I am likely going to tutor a course in linear algebra in the coming semester, so I am brushing up on my concepts right now, which are a little rusty as I last touched linear algebra more than three years ago.
I was practicing a question on diagonalization and was stuck halfway.
I would like to find the eigenvectors of $$A = \begin{bmatrix} -2 & 6 \\ -2 & 5 \end{bmatrix}.$$
I start by finding the eigenvalues of $A$, which are $\lambda = 1$ and $\lambda = 2$.
Next, I find the eigenvector associated with each of the eigenvalues, which I recall to be the solutions to the nullspace of $(\lambda I - A)$.

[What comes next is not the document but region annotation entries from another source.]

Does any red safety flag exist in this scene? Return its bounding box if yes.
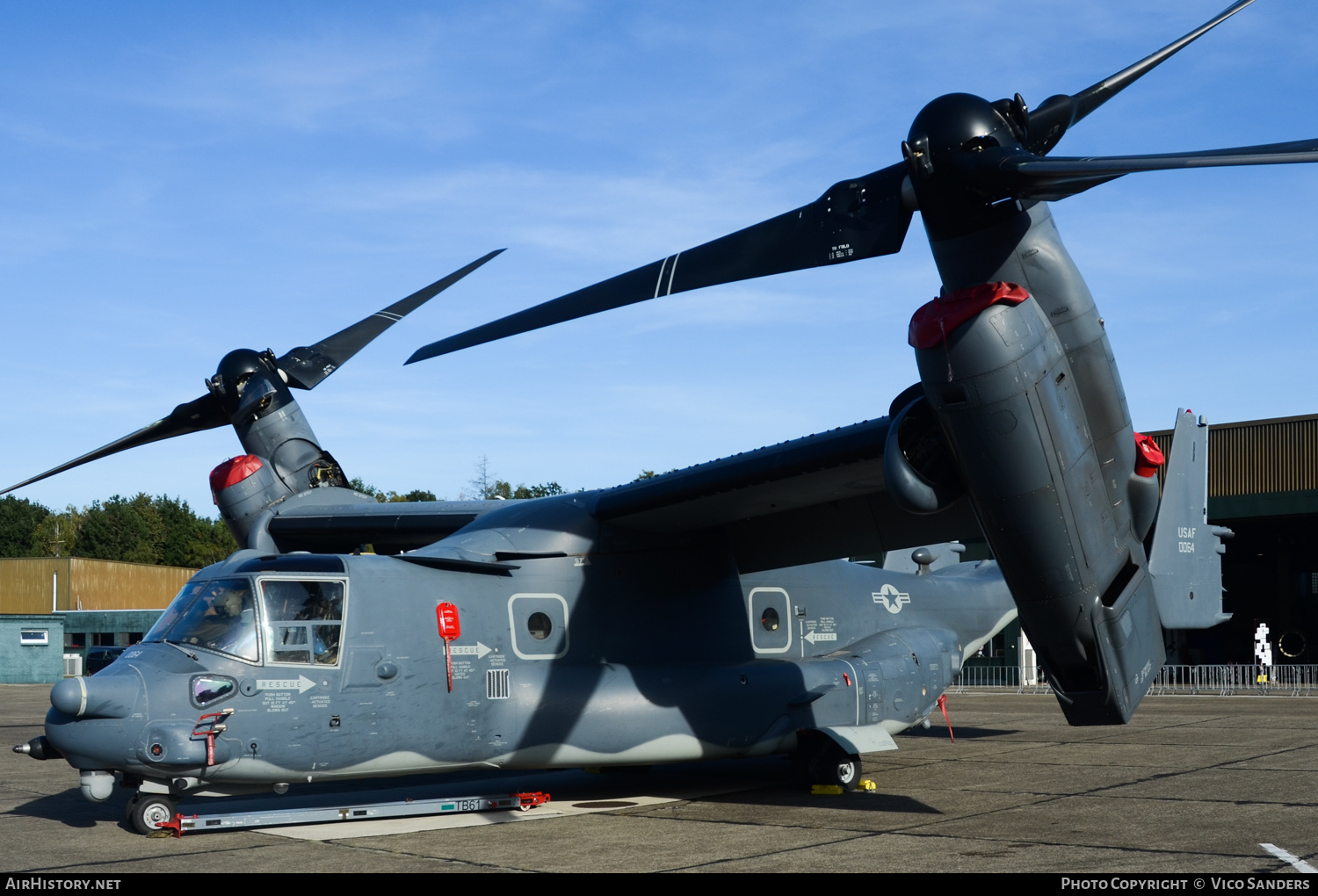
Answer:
[938,695,957,743]
[435,603,463,693]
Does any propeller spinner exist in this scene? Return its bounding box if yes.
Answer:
[408,0,1318,364]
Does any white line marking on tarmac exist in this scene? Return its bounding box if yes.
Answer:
[1259,843,1318,874]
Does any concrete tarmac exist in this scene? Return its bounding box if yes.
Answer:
[0,685,1318,874]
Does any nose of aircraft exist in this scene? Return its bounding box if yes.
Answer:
[50,675,141,719]
[42,669,147,803]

Now, I let $\lambda = 1$ and obtain $$\begin{bmatrix} 3 & 6 \\ -2 & -4 \end{bmatrix},$$ which solve to give $$\begin{pmatrix} -2 \\ 1 \end{pmatrix}.$$ However, the eigenvector associated with $\lambda = 1$ is, instead, $$\begin{pmatrix} 2 \\ 1 \end{pmatrix}.$$
I realised that the solution solved for the nullspace of $(A - \lambda I)$, whereas I solved for the nullspace of $(\lambda I - A)$. As far as I recall, in terms of finding eigenvalues and eigenvectors, it does not matter whether I use $(\lambda I - A)$ or $(A - \lambda I)$.
Where have I gone wrong?
Any intuitive explanations or suggestions will be greatly appreciated :)
Edit
As it turns out, my concepts have not failed me but I was just a little careless in my calculations. Thank you to those who took their time to point out where I have gone wrong!

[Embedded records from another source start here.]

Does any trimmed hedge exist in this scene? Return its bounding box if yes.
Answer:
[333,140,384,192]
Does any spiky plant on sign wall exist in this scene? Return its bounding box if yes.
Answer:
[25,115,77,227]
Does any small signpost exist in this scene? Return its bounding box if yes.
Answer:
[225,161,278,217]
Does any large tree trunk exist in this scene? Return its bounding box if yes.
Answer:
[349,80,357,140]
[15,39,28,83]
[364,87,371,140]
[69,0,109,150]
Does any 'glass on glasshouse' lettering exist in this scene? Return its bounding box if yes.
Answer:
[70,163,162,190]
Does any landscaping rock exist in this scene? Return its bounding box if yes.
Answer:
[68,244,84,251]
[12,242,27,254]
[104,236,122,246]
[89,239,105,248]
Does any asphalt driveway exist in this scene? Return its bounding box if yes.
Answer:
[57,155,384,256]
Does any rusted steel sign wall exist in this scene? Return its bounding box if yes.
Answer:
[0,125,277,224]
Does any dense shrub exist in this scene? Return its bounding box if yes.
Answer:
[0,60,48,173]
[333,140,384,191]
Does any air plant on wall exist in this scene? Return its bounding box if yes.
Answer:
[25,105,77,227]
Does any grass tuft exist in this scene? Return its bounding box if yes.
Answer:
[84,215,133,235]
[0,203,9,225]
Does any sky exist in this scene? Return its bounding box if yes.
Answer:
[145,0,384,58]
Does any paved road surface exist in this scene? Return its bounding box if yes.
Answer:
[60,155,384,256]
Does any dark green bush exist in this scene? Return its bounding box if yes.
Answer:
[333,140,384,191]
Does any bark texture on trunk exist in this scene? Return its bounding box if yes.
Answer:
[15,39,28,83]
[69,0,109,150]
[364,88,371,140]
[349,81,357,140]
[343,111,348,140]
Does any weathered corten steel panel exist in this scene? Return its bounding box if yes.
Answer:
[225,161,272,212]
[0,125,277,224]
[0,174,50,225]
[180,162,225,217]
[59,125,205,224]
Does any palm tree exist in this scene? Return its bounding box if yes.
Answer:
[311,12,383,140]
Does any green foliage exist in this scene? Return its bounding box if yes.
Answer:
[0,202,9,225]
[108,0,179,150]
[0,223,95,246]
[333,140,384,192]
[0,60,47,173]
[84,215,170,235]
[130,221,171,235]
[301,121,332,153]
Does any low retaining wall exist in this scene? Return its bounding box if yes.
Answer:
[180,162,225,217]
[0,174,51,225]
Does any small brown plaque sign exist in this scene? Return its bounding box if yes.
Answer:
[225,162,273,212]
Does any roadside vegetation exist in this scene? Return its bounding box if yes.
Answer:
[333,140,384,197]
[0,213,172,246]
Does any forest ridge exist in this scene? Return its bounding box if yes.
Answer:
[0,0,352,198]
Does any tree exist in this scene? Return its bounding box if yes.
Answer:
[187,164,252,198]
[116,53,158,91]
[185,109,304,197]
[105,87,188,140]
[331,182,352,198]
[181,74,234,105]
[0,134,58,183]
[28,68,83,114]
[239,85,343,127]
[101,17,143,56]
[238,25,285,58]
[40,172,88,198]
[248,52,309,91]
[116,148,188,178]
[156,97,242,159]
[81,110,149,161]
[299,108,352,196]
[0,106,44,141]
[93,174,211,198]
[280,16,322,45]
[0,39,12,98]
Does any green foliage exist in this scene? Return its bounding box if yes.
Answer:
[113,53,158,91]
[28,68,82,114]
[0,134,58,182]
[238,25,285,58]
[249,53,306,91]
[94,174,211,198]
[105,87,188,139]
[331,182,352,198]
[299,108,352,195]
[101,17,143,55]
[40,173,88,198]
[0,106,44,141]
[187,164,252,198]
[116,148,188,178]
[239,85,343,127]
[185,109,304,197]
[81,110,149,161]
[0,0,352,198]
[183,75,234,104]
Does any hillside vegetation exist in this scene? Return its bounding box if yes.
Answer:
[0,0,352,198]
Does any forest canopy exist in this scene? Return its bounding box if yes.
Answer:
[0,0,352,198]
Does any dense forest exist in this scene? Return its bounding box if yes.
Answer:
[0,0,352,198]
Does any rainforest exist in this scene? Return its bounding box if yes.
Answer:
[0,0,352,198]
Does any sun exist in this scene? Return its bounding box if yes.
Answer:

There is no difference, as $A_{\lambda}x=0$ is equivalent to $(-A_{\lambda})x=0$ for any matrix $A_{\lambda}$.
In terms of computation, $A-\lambda I$ is easier as it keeps the off-diagonal elements unchanged, and in theory $\det(\lambda I - A)$ is better as it's always a monic polynomial.
You made the mistake in computing $\lambda I - A$ for $\lambda =1$: You forgot to put a minus sign before the off-diagonal elements.